2018.07.24 08:00

【オーテピア開館】合築の成果が問われる

 県都の新図書館基本構想が策定されてから7年余り。複合施設「オーテピア」がきょう、高知市追手筋2丁目に開館する。
 延べ床面積約2万2800平方メートルの5階建て。「オーテピア高知図書館」を核に「オーテピア高知声と点字の図書館」「高知みらい科学館」の3館が同居する。
 立地場所にちなんだ「オーテ」と英語で仲間を意味する「ピア」を組み合わせた名称だ。その名にふさわしい、県民に愛され人々が集う知の拠点を目指したい。
 新図書館は、高知県立図書館と高知市民図書館本館を「合築」するという全国でも例を見ない手法を導入した。
 老朽化した両館を単独で改築するより、経費削減やサービス強化につなげるのが狙いだった。反対の声も根強かったが、両図書館がそれぞれの役割を維持した上で、連携を深めることで前に進めた。
 こうした経緯からも、利用者が合築の利点を感じられる図書館でなければならない。そもそも図書館とは建物だけを指すのではなく、システムやサービスも含むはずだ。合築は開館がゴールではなく、これから始まる。
 600席以上の閲覧席を設けるほか、ビジネスや専門学習にも対応できる相談体制を強化する方針だが、成果として問われるのはやはり利用者数だろう。
 計画では、2014年度に県市合わせて年約62万人だった入館者数を21年度にはオーテピア全体で100万人にする。個人貸し出し点数も2倍以上の110万点を目指すという。
 実現には、県と市の図書館職員がサービス強化へ足並みをそろえることが大切だ。利用状況や運営をしっかりと点検・評価し、改善することも欠かせない。
 利用者の要望によっては開館時間の見直しや人員の強化も必要になろう。効率化だけが目立つ新図書館にならないよう願う。
 市町村立図書館の支援もさらに強化してもらいたい。県内市町村には蔵書やサービス面で低水準の図書館が目立つ。オーテピアが県内の図書館全体の底上げ拠点になることが期待される。
 高知市民図書館は戦後、いち早く自動車文庫や分館造りなどに力を入れたことで知られる。「市立」ではなく「市民の図書館」にこだわった。その視点を失うことがあってはなるまい。

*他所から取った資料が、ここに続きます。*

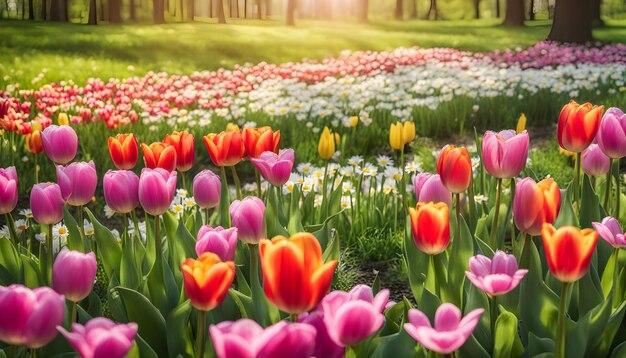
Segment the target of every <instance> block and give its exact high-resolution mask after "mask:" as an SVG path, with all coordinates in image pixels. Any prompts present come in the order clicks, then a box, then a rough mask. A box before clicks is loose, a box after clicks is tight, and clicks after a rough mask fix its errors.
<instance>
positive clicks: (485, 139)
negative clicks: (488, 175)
mask: <svg viewBox="0 0 626 358" xmlns="http://www.w3.org/2000/svg"><path fill="white" fill-rule="evenodd" d="M528 142H529V139H528V132H526V131H522V133H520V134H515V131H513V130H505V131H501V132H499V133H496V132H492V131H487V132H486V133H485V135H484V136H483V156H482V157H483V158H482V159H483V164H484V165H485V170H487V173H489V174H490V175H491V176H494V177H496V178H500V179H511V178H515V177H516V176H518V175H519V174H520V173H521V172H522V169H524V166H525V165H526V160H527V159H528Z"/></svg>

 新図書館は基本方針に「進化型図書館」を掲げる。社会の変化やニーズに対応し、柔軟なサービスを目指すという。市民の暮らしに根差し、進化する図書館が求められる。
 点字図書館や科学館にも期待が集まる。科学館には県内で半世紀ぶりのプラネタリウムが設けられる。理科教員らが常駐し、子どもたちに展示の解説をしたり、イベントを開催したりする意義は大きい。
 企画力や発信力でまた訪れたいと思う場所にする必要がある。